The multi-institutional project was made possible through the efforts of researchers from Concordia’s PERFORM Centre, as well as McGill University, the École de Technologie Supérieure and the Université de Montréal.

“This great achievement is the result of hard work from a whole team of students and collaborators,” Grova says.

“Sustained funding from the CIHR will open up excellent opportunities for us to recruit motivated graduate students and fund new research using the excellent neuroimaging platform at PERFORM.”
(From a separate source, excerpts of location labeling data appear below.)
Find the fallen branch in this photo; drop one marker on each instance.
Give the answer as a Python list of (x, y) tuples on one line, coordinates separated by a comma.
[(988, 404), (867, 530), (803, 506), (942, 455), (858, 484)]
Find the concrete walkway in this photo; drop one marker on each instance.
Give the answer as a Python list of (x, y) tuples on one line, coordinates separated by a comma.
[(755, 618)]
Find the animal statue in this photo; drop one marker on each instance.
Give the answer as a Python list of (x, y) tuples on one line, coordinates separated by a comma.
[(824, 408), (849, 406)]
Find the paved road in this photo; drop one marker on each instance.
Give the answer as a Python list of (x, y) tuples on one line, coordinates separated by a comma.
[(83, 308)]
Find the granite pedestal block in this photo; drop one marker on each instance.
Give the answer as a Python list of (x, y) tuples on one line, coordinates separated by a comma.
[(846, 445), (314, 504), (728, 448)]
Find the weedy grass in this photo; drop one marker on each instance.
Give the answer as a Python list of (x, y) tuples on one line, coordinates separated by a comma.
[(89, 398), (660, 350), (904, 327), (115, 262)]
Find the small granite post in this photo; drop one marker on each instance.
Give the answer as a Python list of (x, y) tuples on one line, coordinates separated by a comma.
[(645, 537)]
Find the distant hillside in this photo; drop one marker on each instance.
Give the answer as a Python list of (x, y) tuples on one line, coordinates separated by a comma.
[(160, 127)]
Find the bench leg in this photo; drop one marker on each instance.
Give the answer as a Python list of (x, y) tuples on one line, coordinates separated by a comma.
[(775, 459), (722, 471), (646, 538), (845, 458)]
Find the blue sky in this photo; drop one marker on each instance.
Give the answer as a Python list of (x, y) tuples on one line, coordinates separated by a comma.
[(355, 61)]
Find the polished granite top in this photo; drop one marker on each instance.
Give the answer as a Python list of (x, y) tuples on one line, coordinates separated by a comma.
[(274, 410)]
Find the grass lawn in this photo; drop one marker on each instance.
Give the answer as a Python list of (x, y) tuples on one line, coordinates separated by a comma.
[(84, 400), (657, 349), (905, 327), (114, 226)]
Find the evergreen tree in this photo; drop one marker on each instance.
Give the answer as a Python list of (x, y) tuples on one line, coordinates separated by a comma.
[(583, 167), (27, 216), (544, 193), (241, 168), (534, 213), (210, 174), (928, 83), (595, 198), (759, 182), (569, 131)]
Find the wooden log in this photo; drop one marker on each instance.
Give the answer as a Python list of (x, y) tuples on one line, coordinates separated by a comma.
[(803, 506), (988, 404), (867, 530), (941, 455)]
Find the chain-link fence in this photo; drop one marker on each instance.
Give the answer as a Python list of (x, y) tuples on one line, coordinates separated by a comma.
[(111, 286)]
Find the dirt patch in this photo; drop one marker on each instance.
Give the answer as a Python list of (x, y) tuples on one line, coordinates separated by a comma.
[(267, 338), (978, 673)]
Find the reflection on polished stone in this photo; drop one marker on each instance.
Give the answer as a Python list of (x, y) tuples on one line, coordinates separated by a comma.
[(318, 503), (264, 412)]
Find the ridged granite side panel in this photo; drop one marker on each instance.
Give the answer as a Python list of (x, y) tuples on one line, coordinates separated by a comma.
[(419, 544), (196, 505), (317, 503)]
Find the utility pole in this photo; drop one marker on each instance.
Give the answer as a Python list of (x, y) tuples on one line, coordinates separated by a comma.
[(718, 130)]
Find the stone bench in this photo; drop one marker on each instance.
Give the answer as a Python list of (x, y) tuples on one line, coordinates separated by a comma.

Socio-economic status and health

Kakinami’s research aims to find the link between socio-economic status and health differences.

“Half of all Canadian adults will experience a major chronic illness such as cardiovascular disease or cancer. Those of lower socio-economic position are at a greater risk,” Kakinami explains.

Lisa Kakinami Photo by David Ward

Her study’s findings will identify some of the root causes of health differences. The goal is to demonstrate how health-care providers and city planners can reduce health inequality.

Kakinami aims to link data from different resources, including Geographic Information Systems (GIS), censuses, questionnaires and several administrative databases. The interdisciplinary project will allow her to work with other Concordia departments, including Health, Kinesiology and Applied Physiology and Psychology, as well as external partners.

The grant germinated from previous collaborative work made possible by an Intercentre Mentorship Award from the Cardiometabolic Health, Diabetes and Obesity Research Network (CMDO), and builds off of the Concordia Longitudinal Risk Project.

“I never would have thought that the small CMDO project — which was focused more on methodologies and statistics — could blossom into this!” Kakinami says.

Protein sorting diseases at the cellular level

Since arriving at Concordia in 2006, Sacher’s laboratory has been studying a large protein assembly called TRAPP (TRAnsport Protein Particle). For the past four years, he has focused on disease-causing mutations linked to the proteins of these complexes. Like Kakinami’s project, Sacher’s is collaborative in nature.

Michael Sacher Photo by David Ward

“We have worked with clinicians and geneticists throughout the world, including the US, Italy, the Netherlands, Spain, the UK, Austria and Israel, and have identified a number of individuals who have mutations in the genes encoding these proteins,” Sacher says.

“Of particular interest is the C11 gene, in which mutations can cause a syndrome that includes forms of muscular dystrophy.”

Michael Sacher: “The image on the left is a skin cell from a non-affected individual and the one on the right is from an individual with a mutation in a TRAPP protein. The nucleus is coloured in blue and the Golgi apparatus in green. Note that the Golgi in the affected individual is more fragmented and less organized than that of the non-affected individual.” Left: A skin cell from a non-affected individual. Right: From an individual with a mutation in a TRAPP protein. The nucleus is coloured in blue and the Golgi apparatus in green. Golgi in the affected individual is more fragmented and less organized than that of the non-affected individual. | Image courtesy of Michael Sacher

Sacher’s team uses cutting-edge techniques to look for proteins that interact with TRAPP complexes, including imaging the movement of proteins in live cells derived from affected individuals.

“We'll be using some of the CIHR funding to employ CRISPR technology to try and replicate the human mutations in more commonly used cell lines, making our laboratory studies easier to perform and obviating the need to obtain human skin cells," he says.